From Peter Bala, Oct 28 2008: (Start)
Row n of this triangle is the f-vector of the simplicial complex dual to an associahedron of type B_n (a cyclohedron) [Fomin & Reading, p.60]. See A008459 for the corresponding h-vectors for associahedra of type B_n and A001263 and A033282 respectively for the h-vectors and f-vectors for associahedra of type A_n.
An alternative description of this triangle in terms of f-vectors is as follows. Let A_n be the root lattice generated as a monoid by {e_i - e_j: 0 <= i,j <= n+1}. Let P(A_n) be the polytope formed by the convex hull of this generating set. Then the rows of this array are the f-vectors of a unimodular triangulation of P(A_n) [Ardila et al.]. A008459 is the corresponding array of h-vectors for these type A_n polytopes.
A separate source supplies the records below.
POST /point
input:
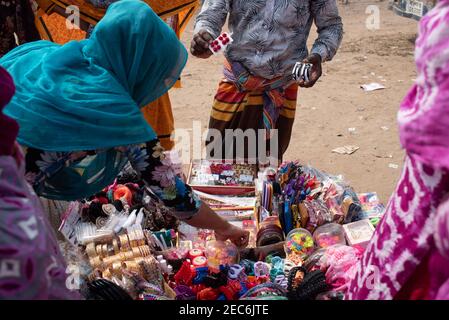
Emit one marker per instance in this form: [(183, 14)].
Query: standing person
[(31, 265), (270, 36), (78, 107), (408, 256), (16, 24)]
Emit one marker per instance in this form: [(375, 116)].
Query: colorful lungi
[(247, 102)]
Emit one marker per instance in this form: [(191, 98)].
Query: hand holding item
[(8, 127), (200, 44), (315, 71)]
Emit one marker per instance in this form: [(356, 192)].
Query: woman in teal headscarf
[(78, 110)]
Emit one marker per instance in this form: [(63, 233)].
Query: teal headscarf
[(87, 95)]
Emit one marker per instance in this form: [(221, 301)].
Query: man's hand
[(315, 72), (200, 44)]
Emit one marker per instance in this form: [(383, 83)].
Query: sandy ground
[(336, 103)]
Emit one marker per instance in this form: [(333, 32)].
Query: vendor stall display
[(308, 230)]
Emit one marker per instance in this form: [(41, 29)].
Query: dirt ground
[(336, 103)]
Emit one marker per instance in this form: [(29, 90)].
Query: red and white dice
[(221, 43)]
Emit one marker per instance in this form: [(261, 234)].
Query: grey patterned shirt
[(270, 36)]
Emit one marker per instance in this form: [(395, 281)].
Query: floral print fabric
[(159, 169)]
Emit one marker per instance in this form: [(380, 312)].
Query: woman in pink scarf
[(31, 266), (408, 257)]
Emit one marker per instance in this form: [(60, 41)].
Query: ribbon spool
[(269, 234)]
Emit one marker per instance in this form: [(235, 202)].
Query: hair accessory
[(184, 293), (266, 290), (248, 266), (261, 269), (201, 273), (281, 280), (185, 274), (236, 271), (199, 261)]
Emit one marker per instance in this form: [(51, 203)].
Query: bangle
[(107, 273), (124, 242), (116, 267), (104, 250), (95, 262)]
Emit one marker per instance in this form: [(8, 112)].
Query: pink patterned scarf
[(416, 223)]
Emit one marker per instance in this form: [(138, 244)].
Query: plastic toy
[(195, 253), (220, 253), (199, 262), (221, 43), (184, 293), (123, 192), (208, 294), (201, 273), (231, 290)]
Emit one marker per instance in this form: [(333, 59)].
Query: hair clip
[(236, 271), (261, 269)]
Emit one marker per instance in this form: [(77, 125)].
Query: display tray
[(222, 177)]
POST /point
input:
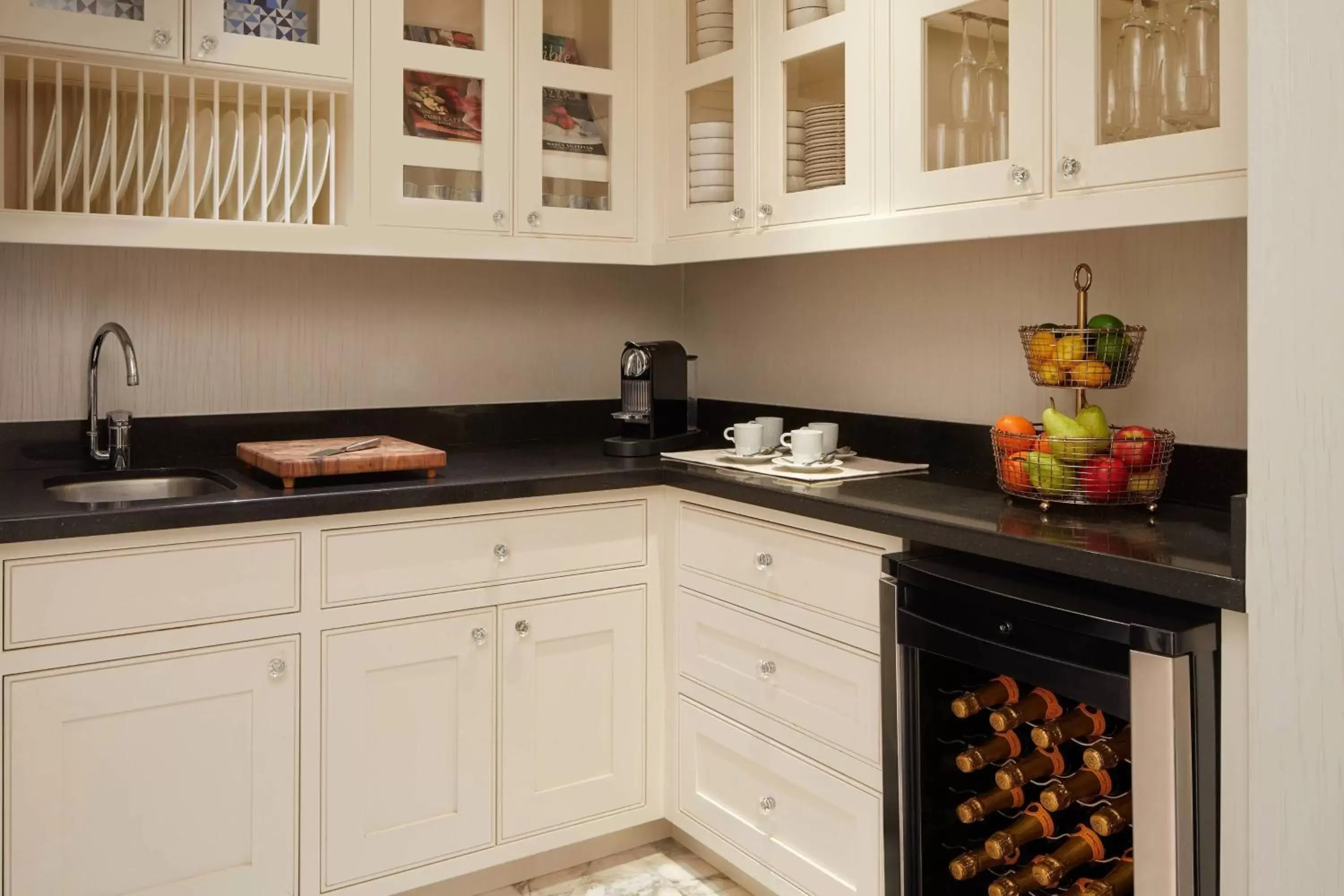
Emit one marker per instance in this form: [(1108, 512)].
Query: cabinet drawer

See A127674 (without the signs) for the array of f-vectors for type C_n polytopes and A108556 for the array of f-vectors associated with type D_n polytopes.
The S-transform on the ring of polynomials is the linear transformation of polynomials that is defined on the basis monomials x^k by S(x^k) = binomial(x,k) = x(x-1)...(x-k+1)/k!. Let P_n(x) denote the S-transform of the n-th row polynomial of this array. In the notation of [Hetyei] these are the Stirling polynomials of the type B associahedra. The first few values are P_1(x) = 2*x + 1, P_2(x) = 3*x^2 + 3*x + 1 and P_3(x) = (10*x^3 + 15*x^2 + 11*x + 3)/3. These polynomials have their zeros on the vertical line Re x = -1/2 in the complex plane, that is, the polynomials P_n(-x) satisfy a Riemann hypothesis. See A142995 for further details. The sequence of values P_n(k) for k = 0,1,2,3, ... produces the n-th row of A108625. (End)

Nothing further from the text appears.